The court reached the same conclusion for similar reasons with respect to the disparate impact claim. The proffered expert report noted that despite the facial neutrality of the policy, where many if not most SSDI recipient recipients live check to check and are tied to the disbursal schedule, they are unable to rent apartments they would otherwise be able to afford exclusively because of the due date policy. As such, the policy was found to effect disabled and non-disabled tenants at extremely disproportionate rates. Once again, the court found the defendant failed to adequately support their claimed undue hardship where they offered, “no real calculation of the cost of changing this policy, and … their fundamentally altered business practices arguments are contradicted” by evidence that Defendants already make similar accommodations for many of their tenants.

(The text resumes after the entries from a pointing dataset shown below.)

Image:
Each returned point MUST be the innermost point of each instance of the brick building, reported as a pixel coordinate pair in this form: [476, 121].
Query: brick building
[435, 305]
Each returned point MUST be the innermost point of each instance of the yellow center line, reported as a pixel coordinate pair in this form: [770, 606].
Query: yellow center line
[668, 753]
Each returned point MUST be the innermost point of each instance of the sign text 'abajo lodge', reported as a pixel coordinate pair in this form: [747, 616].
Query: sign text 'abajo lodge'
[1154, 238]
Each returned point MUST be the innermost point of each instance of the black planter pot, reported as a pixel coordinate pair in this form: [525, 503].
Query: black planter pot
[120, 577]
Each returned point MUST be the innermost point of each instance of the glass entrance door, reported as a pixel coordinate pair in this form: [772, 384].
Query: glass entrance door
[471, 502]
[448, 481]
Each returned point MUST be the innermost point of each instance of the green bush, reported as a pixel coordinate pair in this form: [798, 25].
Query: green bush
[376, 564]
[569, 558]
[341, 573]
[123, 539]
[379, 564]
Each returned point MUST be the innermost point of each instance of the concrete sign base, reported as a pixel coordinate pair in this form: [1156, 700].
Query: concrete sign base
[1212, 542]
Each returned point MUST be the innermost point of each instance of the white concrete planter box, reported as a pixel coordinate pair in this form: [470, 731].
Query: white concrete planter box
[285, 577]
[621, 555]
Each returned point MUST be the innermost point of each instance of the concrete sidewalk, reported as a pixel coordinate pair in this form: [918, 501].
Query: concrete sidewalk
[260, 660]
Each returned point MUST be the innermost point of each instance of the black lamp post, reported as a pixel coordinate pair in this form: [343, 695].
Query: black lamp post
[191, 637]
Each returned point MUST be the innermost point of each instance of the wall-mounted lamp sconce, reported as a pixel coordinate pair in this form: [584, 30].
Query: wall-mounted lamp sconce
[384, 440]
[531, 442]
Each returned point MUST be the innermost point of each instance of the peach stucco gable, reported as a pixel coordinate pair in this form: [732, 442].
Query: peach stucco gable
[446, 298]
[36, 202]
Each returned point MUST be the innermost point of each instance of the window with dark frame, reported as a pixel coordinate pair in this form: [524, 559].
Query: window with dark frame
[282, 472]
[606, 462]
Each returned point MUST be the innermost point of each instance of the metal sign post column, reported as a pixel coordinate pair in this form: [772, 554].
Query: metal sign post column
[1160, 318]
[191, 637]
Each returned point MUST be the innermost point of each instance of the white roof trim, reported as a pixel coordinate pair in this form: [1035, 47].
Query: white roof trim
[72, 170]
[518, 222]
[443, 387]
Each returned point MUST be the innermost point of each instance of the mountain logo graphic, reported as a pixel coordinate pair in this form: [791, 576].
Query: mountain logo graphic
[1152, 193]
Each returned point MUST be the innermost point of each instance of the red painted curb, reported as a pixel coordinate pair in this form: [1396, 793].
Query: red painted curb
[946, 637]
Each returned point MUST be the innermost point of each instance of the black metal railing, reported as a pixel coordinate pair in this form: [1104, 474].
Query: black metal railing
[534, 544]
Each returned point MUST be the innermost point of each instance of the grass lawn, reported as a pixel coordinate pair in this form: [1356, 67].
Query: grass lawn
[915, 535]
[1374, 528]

Companies with policies against modifying due dates would be well served to take steps to ensure that the policy is being uniformly enforced including with respect to special accommodations granted to employees living on site. In light of this holding that these requested accommodations fall squarely within the purview of the FHAA, defending these policies will likely come at increased costs, where defendants will be required to provide detailed (and costly) cost analysis to have any hope of prevailing, and any inconsistency in application will undermine a defense.
 The Fair Housing Amendments Act of 1988 amended the Fair Housing Act of 1968 to extend protection to people with disabilities.